November 6, 2015
For brick and mortar franchisees, securing your real estate transaction carries a significant weight on your future success. Not only is it a substantial investment, most of the time you are locked into a long-term lease. The terms in these leases can also bind you to extensive and expensive renovations if not done properly.
As a pivotal component to your franchise, having an experienced franchise lawyer with real estate experience review your lease can give you the best advantage in securing your location.
After reviewing hundreds and hundreds of leases, here are several red flags to look out for when acquiring your real estate lease:
Negotiating a long-term lease with multiple options for renewal gives your business the best long-term standing. I typically recommend franchisees look at a ten-year lease with two five-year options to renew if the franchise term is 10 years.
That’s twenty years. Most owners don’t plan on owning the franchise for twenty years. By negotiating these renewal terms correctly, you can leverage this in your exit strategy. Build in the option to transfer the lease and renewal options to a new buyer.
Often lease agreements contain terms that state the options to renew are personal to the tenant. In most cases I have been successful in having the landlord carve out an exception for the transfer of the option terms to another franchisee. This is extremely important in maximizing the value of the franchise business. Without the assurance you can remain in the lease space, the value of the franchise business is greatly diminished.
Just like relocating to an entirely new facility will be costly, so will relocating within the same complex. Typically when landlords exercise the option to move your business to an equivalent location in the facility they offer to cover the expenses. That doesn’t always account for the entire costs.
Your staff will spend time boxing up your business and getting settled in the new venue. You will need to re-educate your consumer base about your location. There will also be additional improvements at the new space.
Imagine you spent three years cultivating and growing a dedicated coffee community in the complex you are located. While it may have been hard work, it’s finally starting to show in the revenue statements each month.
Then a new coffee shop opens six stores down cyphering your hard earned clients.
For franchisees at a mall or retail center, I always work to negotiate an exclusivity agreement. This bans the introduction of other businesses serving the same primary function as yours. You then retain all the good will and community you built when growing your business.
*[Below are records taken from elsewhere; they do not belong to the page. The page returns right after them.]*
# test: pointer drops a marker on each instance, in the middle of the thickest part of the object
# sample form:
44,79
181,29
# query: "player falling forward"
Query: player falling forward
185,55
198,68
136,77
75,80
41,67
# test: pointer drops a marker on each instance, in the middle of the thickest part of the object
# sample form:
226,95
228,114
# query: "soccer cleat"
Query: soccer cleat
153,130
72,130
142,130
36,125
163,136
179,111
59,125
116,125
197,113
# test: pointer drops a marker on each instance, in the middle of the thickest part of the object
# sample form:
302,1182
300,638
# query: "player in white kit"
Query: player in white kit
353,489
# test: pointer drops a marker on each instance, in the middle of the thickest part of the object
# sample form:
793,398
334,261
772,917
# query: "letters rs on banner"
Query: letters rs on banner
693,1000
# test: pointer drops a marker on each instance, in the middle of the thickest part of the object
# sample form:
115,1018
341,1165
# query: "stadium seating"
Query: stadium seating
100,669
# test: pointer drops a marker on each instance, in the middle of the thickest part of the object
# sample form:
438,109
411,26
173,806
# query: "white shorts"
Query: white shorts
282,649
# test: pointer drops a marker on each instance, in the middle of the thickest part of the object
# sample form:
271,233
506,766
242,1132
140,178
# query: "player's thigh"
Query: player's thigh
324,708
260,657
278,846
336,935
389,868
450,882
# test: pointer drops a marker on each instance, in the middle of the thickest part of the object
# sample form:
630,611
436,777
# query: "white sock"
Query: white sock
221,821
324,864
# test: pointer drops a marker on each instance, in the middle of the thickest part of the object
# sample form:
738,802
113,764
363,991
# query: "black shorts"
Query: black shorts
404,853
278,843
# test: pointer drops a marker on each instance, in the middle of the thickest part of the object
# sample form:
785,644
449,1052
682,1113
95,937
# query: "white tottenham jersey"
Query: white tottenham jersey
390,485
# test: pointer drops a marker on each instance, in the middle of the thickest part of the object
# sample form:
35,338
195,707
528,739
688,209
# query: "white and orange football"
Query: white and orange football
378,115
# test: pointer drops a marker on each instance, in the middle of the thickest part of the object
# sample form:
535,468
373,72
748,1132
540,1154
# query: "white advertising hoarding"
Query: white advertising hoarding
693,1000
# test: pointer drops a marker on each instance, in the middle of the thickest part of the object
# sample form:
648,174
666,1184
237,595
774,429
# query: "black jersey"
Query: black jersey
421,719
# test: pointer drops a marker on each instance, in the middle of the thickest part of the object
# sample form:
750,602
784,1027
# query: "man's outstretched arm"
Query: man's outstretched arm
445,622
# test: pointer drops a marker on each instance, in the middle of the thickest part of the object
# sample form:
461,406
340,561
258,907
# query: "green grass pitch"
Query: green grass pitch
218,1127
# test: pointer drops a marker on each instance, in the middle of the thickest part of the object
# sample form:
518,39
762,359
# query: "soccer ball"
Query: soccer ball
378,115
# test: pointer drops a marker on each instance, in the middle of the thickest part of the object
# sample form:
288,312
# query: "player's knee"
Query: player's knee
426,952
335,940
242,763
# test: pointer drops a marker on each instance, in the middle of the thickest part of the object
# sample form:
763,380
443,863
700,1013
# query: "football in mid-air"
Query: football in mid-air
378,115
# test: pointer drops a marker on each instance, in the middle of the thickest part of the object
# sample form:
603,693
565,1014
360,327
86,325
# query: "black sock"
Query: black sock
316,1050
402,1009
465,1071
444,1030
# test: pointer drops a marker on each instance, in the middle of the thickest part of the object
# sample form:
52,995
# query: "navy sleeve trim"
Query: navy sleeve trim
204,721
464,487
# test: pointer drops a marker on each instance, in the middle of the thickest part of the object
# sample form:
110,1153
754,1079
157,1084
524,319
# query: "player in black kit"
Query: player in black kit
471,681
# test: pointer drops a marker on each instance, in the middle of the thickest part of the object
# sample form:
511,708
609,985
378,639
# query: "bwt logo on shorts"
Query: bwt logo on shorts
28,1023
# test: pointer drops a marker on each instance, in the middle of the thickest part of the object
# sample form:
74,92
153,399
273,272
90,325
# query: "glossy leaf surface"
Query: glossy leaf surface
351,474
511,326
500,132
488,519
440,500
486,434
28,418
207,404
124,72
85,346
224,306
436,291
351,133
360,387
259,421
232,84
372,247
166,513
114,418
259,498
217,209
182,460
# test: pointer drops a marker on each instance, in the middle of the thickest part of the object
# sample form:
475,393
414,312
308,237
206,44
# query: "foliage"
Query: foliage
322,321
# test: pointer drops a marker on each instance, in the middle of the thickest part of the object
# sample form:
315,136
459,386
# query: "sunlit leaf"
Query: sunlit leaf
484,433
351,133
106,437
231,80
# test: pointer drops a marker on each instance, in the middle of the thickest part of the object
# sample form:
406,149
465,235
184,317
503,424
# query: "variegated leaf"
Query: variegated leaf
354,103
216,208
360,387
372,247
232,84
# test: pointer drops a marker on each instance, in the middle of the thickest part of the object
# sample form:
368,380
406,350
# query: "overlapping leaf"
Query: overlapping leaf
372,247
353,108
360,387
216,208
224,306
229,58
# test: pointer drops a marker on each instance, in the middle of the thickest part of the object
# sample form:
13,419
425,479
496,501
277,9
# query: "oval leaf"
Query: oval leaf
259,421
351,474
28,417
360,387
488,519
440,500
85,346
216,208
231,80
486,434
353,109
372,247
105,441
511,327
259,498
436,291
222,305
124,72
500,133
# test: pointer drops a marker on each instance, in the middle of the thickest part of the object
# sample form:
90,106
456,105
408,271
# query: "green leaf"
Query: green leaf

Over the years I have seen countless real estate deals end in turmoil from the most unexpected elements. I’ve seen dated properties with any new tenant obligated to install sprinkler systems when renovating. Some cities have extensive requirements for alcohol permits in certain zones. While we may be at the at the turn of the 21st century, you would be amazed at the number of properties with limited to no internet support for tenants.
Not all of the elements of your lease are legal. Many different factors of your location selection impact your business. When picking your location, I encourage franchisees to find locations in complexes with anchor tenants that draw in large amounts of foot traffic. The more you can leverage their following, the better.
These are all examples of some of the components of your lease that a seasoned lawyer can help you identify in your real estate selection. In reality, they are all unique to your business model and the laws governing that area.
By partnering with an experienced franchise lawyer to help review your real estate lease, you can ensure that you create the best geographical footing to place your franchise roots. Contact me today to get started. I have a comprehensive background in both real estate and franchise law, giving you the best support available.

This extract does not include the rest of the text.